Sentence tokenization

We generally rely on the sentence divisions in our source corpora:

MHG texts (from ReM) and ENHG texts (from ReF) indicate the end of a sentence with the annotation $MSBI (for "moderne satzbeendende Interpunktion"). Not being part of the original text, we annotate such punctuation as (CODE <.>), (CODE <?>), etc.
Modern German texts in the DTA are divided into sentences, each with a sentence ID number.

If we feel that the source corpus has erroneously split a sentence into two sentence tokens, we generally maintain this split. As a result, some sentence tokens in our corpus may consist of only a subordinate clause. Any sentence token that does not have the root node IP-MAT, CP-QUE-MAT, or INTJP is given the root node FRAG (including subordinate clauses, chapter titles, etc.)
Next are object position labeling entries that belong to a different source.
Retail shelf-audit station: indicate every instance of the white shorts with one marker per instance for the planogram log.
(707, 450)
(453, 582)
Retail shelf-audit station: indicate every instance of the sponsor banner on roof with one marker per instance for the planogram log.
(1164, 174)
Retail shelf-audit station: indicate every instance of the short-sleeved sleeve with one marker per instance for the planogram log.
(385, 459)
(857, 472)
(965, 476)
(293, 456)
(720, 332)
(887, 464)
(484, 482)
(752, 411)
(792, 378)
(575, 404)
On the other hand, the Penn annotation system specifies that each sentence token consist of at most one matrix clause (with a small number of exceptions). The following structures require that we split what is considered a single sentence in the source corpus into additional sentence tokens in our corpus.

Reasons to create a new sentence token

The following are taken to indicate a new main clause. At this stage of the project, rather than creating a new sentence token, we flag such clauses as IP-MAT-CONJ, to be split into a new sentence token at a later stage.

What seems semantically and syntactically like a second-conjunct main clause, with or without a conjunction:

( (IP-MAT 
	  …
	  (ADVP-RSP (ADV doe))
	  (VBDI^3^PL geyngen)
	  (NP-SBJ (PRO sij))
	  (ADVP (ADV eyuer))
	  (PP (P an)
	      (NP (D den) (N Rait)))
	  (, /)
  (IP-MAT-CONJ 		<- temporary flag for a new main clause
         (CONJ ind)     <- no CONJP when und introduces a main clause
         (NP-SBJ *con*)     <- null subject (conjunction reduction)
         (VBDI^3^PL sachten)
         (NP-OB2 (PRO yn))
 …
  (ID 1360_Hauwe_NeuesBuch_Cologne.,11))

( (IP-MAT (NP-SBJ (D der))
	  (MDDI^3^SG wolte)
	  (PP (P in)
	      (NP (NPR Prasilien)))
	  (VB fahren)
	  (, /)
	  (PP (P auff)
              (NP (N kauffmanschafft)))
	   (, /)
 (IP-MAT-CONJ     <- new main clause, even though no conjunction
              (NP-SBJ *con*)
	      (HVDI^3^SG Hatte)
	      (ADVP (ADV auch))
	      (NP-OB1 (N vrlaub))
	  ...
  (ID 1557_Staden_Historia_Hesse.,110))

The first sentence of a direct quotation (as in HeliPaD, but unlike CHLG and PPCHE, where the first sentence of a quote is the complement of the matrix verb of saying):

( (IP-MAT (PP (ADV+P Hieruff))
	  (VBDI^3^SG antwort)
	  (NP-SBJ (NPR^N^SG Carle))
	  (, /)
	  (CODE <:>)
  (IP-MAT-SPE-CONJ (PUNCQL ")      <-  direct speech IP-MAT = new sentence
		   (NP-ADT (PRO$^G^SG deiner) (N^G^SG rede))
		   (BEPI^1^SG bin)
		   (NP-SBJ (PRO^N^SG ich))
		   (ADJP-PRD (ADV fast) (ADJ^N^SG vnmuotig)))
	 ...
  (ID 1533_Rodler_Fierrabras_Moselfrk.,25))

Exceptions

New main clauses will be kept within a sentence token if:

The clause is parenthetical and embedded in another main clause. These are annotated as IP-MAT-PRN. Frequently these are inquits.
There is clearly coordination of main clauses, with elided material in one of the clauses that can't be explained away as pro-drop or auxiliary-drop. The conjunct clause with elided material is annotated IPX-MAT.
The clause can reasonably be interpreted as a relative clause (begins with der or welcher, sole purpose seems to be to elaborate on an NP in the main clause). This is to prevent potential relative clauses from being inaccessible to a query.